When I received this book as a Christmas present from my children, which they had picked out personally, I was overcome with joy and sadness. As an avid golfer, I was really affected by Payne's death. I have come to love the game for its skill, sportsmanship and beauty. Payne's ability to play at the highest level and still be a caring and warm husband and father make you appreciate the richness of family life. To hear your children say, "I love you," each and every day is something very special. Payne Stewart held on to this belief. I hold this feeling even more securely after reading this biography of a man who was taken from this world at the very early age of 42.

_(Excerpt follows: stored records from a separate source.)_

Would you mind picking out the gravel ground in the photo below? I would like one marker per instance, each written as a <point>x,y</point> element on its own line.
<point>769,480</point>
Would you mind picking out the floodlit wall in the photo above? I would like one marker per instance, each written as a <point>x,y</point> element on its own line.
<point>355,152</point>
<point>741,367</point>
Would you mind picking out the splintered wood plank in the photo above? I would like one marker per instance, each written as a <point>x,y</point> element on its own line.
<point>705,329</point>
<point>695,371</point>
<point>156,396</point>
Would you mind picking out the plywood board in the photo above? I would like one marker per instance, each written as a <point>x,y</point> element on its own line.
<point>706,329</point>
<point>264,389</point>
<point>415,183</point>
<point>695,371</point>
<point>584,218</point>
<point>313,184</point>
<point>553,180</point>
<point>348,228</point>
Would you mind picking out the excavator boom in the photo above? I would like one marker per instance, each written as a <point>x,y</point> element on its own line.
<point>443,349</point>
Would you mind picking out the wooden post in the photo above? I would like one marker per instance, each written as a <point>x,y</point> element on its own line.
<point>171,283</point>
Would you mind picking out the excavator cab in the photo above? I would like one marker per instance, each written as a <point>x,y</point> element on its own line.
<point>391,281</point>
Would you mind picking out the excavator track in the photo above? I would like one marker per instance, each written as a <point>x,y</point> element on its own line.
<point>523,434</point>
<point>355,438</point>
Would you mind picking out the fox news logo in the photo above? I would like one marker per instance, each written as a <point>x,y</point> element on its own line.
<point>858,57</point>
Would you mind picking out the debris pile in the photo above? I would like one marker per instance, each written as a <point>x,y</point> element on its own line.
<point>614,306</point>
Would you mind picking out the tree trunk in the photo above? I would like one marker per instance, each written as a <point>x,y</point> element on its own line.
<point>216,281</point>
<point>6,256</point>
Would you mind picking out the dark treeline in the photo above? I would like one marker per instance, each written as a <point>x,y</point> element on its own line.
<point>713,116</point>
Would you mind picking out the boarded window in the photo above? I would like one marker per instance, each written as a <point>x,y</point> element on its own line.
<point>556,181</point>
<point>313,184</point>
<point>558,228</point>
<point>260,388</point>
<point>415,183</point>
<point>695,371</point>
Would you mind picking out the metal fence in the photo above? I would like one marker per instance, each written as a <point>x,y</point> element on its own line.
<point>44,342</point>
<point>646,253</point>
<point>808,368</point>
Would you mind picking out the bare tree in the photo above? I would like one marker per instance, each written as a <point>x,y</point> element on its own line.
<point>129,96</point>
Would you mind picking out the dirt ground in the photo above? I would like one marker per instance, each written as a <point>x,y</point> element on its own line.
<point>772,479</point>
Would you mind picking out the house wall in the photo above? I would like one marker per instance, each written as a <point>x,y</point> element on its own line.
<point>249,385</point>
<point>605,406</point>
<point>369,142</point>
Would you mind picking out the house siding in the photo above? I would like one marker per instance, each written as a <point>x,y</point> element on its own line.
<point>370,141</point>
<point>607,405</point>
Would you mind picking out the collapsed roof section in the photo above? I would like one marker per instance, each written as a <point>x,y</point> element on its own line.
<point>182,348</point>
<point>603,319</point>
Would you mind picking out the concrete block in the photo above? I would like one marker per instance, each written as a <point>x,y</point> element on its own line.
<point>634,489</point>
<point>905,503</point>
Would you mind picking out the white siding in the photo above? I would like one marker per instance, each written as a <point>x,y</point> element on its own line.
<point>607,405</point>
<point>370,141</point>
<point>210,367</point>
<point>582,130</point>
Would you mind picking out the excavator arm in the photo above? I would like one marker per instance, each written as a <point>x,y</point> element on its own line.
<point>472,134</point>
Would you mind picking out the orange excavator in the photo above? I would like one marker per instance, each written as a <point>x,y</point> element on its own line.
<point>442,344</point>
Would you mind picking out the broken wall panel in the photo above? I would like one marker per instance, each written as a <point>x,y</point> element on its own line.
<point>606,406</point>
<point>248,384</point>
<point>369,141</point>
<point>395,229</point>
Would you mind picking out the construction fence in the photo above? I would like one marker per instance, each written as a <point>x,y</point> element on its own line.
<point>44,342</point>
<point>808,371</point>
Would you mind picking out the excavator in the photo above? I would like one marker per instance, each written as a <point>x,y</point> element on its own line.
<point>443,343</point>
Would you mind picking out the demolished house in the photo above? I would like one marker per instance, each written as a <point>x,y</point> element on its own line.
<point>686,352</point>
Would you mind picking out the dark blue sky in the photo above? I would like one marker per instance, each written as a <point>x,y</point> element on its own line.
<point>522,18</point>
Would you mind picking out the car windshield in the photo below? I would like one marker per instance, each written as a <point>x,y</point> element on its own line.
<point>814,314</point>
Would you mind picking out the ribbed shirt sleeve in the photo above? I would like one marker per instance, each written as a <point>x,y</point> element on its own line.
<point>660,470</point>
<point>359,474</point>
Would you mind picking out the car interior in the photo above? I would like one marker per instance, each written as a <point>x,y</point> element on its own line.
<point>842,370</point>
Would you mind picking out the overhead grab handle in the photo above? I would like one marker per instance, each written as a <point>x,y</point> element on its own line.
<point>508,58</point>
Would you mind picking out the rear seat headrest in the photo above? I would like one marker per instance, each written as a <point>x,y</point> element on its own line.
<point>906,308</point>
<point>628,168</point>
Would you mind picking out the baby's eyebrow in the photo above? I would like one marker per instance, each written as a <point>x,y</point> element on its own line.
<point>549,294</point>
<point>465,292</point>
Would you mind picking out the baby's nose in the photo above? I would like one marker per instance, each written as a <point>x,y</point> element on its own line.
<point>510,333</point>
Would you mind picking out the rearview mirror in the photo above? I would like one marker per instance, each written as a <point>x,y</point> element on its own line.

Sue Ann Miller, professor of biology
Reading the "pages" of nature has had more influence on my life and career than any single book. Walking in the wilds provides a narrative that changes by the hour. I read them in my youth; I read them to my children. Nature has guided my itineraries all over the world. In my youth I collected critters, plants, shells, rocks and sands, and read the skies year-round with a backyard telescope. Instead of mysteries and adventure serials, I read books that informed my interest in nature, wrote stories about anthropomorphic dinosaurs, and sketched horses and landscapes. I slept under forest canopies and under stars on alpine tundra and in deserts. I studied clouds from windows of DC-3s and appreciated new perspective on earthscapes as jets took my view to greater heights. I still prefer window seats. As a graduate student in cell biology, I read every technical publication about snow avalanches because I skied where they ran. How can anyone take a road trip without a copy of Roadside Geology? Reading science is always interesting.
 
Of course, I also read beyond science. Using The Little Red Hen to teach a younger friend to read just after I had learned to read might have presaged my career in education, but that book had no influence on my using the chick embryo for the past 30 years as a model to investigate developmental mechanisms. Because there is more in Shakespeare than I could appreciate at age 15, I make time for the luxury of reading great works now with the awareness of several decades of life to inform my interpretation. The timelessness of human interactions is interesting, but Austen also helps me appreciate that I am not living in her era. Regular walks in local woods exercise my mind as well as my cardiac and skeletal muscles.